Sen. John McCain is backing President Barack Obama's call for "stand your ground" laws in Florida and other states to be re-examined in the wake of the George Zimmerman case.
"The 'stand your ground' law may be something that may need to be reviewed by the Florida legislature or any other legislature that has passed such legislation," McCain said on CNN's "State of the Union" Sunday, two days after Obama discussed Zimmerman's acquittal in the killing of Trayvon Martin.
The Arizona Republican said he thinks the self-defense law should be reviewed in his home state too. "I'm confident that the members of the Arizona legislature will, because it is very controversial legislation," McCain said. Florida and Arizona are among 30 states with "stand your ground" laws on the books.
On Friday, Obama held a somber press conference at the White House to discuss the Zimmerman case, which is currently under review by the Justice Department for possible civil rights violations.
The president hinted that he didn't expect the review would lead to federal charges against Zimmerman.
"Traditionally, these are issues of state and local government, the criminal code, and law enforcement is traditionally done at the state and local levels—not at the federal level," Obama said. "The judge conducted the trial in a professional manner.
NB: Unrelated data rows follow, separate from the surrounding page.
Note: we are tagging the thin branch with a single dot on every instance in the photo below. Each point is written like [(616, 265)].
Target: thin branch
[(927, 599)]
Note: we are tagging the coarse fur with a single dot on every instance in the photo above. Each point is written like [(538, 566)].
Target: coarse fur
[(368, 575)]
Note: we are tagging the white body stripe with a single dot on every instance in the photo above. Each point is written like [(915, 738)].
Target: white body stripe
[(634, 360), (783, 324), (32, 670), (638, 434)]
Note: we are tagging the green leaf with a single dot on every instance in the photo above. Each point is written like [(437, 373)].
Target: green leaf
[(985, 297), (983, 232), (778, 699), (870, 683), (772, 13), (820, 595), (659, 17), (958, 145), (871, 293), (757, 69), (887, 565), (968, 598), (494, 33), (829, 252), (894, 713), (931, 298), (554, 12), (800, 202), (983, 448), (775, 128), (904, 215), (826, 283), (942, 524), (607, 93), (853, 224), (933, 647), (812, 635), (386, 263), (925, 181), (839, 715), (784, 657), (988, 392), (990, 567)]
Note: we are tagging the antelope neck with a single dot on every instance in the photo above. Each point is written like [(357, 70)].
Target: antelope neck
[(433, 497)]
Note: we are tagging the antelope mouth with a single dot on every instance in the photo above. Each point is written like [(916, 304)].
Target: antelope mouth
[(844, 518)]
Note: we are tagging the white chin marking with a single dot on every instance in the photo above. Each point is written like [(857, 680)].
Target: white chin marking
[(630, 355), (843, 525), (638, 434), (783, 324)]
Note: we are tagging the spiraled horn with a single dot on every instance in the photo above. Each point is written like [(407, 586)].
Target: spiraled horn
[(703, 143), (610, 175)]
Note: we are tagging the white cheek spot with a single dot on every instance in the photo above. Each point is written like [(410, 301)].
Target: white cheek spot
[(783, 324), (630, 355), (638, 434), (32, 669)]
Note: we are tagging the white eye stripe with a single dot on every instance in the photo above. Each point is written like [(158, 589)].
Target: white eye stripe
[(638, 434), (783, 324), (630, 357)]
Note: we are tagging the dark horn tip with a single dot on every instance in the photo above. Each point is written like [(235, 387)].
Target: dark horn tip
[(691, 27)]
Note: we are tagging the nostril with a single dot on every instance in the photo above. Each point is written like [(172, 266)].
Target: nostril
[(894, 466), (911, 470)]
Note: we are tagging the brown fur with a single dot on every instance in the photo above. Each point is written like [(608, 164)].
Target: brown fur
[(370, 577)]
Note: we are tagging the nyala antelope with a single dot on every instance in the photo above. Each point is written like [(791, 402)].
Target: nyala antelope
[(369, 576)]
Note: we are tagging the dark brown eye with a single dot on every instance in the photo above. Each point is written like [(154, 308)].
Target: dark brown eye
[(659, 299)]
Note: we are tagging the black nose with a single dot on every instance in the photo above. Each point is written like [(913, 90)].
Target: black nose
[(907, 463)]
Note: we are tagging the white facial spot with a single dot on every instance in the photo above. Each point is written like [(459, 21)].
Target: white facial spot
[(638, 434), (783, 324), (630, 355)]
The prosecution and the defense made their arguments. The jurors were properly instructed that in a case such as this reasonable doubt was relevant, and they rendered a verdict. And once the jury has spoken, that's how our system works."
But the commander in chief called for a review of the controversial "stand your ground" laws.
"And for those who resist that idea—that we should think about something like these 'stand your ground' laws—I just ask people to consider: If Trayvon Martin was of age and armed, could he have stood his ground on that sidewalk? And do we actually think that he would have been justified in shooting Mr. Zimmerman, who had followed him in a car, because he felt threatened?" the president said.
"What I got out of the president's statement, which I thought was very impressive, is that we need to have more conversation in America," he said. "I need to talk to more of my Hispanic organizations in my state. I need to talk to more African-American organizations."
McCain's support was in stark contrast to fellow GOP Sen. Ted Cruz's reaction to Obama's remarks.
“It is not surprising that the president uses, it seems, every opportunity that he can to go after our Second Amendment right to bear arms,” the Texas senator said Friday in Iowa. “This president and this administration has a consistent disregard for the Bill of Rights.”